The problem with material from bunnings is a bit like a lot of aps users. They buy on price so the product they stock is not always the same quality. Cheapest is not always better, particularly if you value your time.


----------



## dickyknee (Sep 12, 2012)

ron_peters said:


> I have used melamine from bunnings for 2 of my enclosures and had no problems what so ever. My only building experience was woodwork at school, perhaps try predrilling all holes and be careful what screws you use.



Thanks for the tips on cage building , ill remember that in future 

Once you use a decent quality melamine you will see the difference , bunnings melamine is complete rubbish and that is why it costs so little ..


----------



## ron_peters (Sep 17, 2012)

wokka said:


> The problem with material from bunnings is a bit like a lot of aps users. They buy on price so the product they stock is not always the same quality. Cheapest is not always better, particularly if you value your time.
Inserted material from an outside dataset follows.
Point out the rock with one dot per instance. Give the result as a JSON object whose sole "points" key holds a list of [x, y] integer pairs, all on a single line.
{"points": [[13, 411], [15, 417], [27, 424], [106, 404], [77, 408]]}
wow, im sure there is better quality melamine out there, i was simply saying i had used it with no problems. Perhaps at the end of the day people would like to save money on enclosures (it aint like your'e cooking for the queen on it) so they can spend it on nicer animals.


----------



## Justdragons (Sep 17, 2012)

lol ive used both and i dont think it makes a massive difference for what we do. if they were going to be a lacie tank yes but for shnakes i wouldnt bother. The ceap stuff is fine.. just take your time mark out all you screw spots, drill STRAIGHT, and always pre drill and countersink and only nib up your screw tight not as tight as your drill will possibly do. you will be fine.


----------